Laptop theft spate worse than being reported

7 Feb 2008

The number of business and government laptops going missing or being stolen is much greater than organisations are admitting, an expert on data privacy and protection told

Pat Moran, a partner in Ernst & Young’s Risk Advisory Services practice, explained that some businesses now have secure encryption software which protects the information on laptops so that if the device is stolen the information is safe.

“For many it’s not the loss of data that is the threat, many fear the reputational damage of a missing laptop.”

In recent weeks, Labour TD, Ruairi Quinn, revealed that over 100 laptops and desktop computers in Irish government departments have been lost or stolen during the past five years.

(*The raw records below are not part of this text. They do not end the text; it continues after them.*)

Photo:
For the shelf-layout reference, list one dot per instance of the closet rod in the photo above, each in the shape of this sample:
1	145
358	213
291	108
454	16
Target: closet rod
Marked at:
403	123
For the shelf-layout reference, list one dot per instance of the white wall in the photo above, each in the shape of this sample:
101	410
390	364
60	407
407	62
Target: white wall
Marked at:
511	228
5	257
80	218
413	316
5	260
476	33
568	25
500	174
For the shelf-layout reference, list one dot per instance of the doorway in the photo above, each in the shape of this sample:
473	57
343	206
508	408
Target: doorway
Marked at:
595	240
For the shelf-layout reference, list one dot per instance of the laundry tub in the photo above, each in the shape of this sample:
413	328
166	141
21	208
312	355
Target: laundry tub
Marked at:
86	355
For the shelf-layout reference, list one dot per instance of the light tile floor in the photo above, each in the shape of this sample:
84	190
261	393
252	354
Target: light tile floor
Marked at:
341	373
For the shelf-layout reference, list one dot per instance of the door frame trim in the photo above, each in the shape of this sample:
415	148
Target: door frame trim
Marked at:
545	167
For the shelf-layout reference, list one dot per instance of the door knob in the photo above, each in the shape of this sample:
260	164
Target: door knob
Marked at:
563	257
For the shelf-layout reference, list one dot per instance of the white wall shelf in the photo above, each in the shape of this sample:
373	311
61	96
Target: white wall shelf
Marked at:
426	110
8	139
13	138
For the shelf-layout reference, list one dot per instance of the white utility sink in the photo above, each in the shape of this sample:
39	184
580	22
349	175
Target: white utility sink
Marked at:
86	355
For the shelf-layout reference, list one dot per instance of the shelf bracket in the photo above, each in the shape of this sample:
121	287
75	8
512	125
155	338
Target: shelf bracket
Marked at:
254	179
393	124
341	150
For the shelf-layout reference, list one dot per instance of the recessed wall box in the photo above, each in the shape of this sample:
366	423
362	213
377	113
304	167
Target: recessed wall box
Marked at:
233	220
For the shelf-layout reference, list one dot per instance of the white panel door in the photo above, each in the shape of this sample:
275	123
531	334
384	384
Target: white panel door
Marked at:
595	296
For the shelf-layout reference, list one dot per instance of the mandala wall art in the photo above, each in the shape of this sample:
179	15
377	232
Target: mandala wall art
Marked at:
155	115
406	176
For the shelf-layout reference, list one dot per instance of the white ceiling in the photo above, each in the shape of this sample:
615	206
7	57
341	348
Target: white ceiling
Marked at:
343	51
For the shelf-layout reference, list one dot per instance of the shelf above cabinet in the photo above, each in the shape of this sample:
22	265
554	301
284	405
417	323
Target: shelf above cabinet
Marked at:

In the UK, army bosses were red-faced when it emerged that three Ministry of Defence laptops containing information on over 600,000 servicemen and women have gone missing in the past three years.

Moran said he believed the prevalence of laptop theft is greater than many businesses and organisations are letting on.

“Organisations in Ireland are losing laptops or having them stolen on a frequent basis. Not just laptops but information on USB keys, which I would be more worried about than laptops.

“Another problem is the fact that PCs which go out of commission after three years are being disposed of in a very loose manner. Data that may not be fully scrubbed from a hard drive could represent a major threat to organisations and personal security,” Moran said.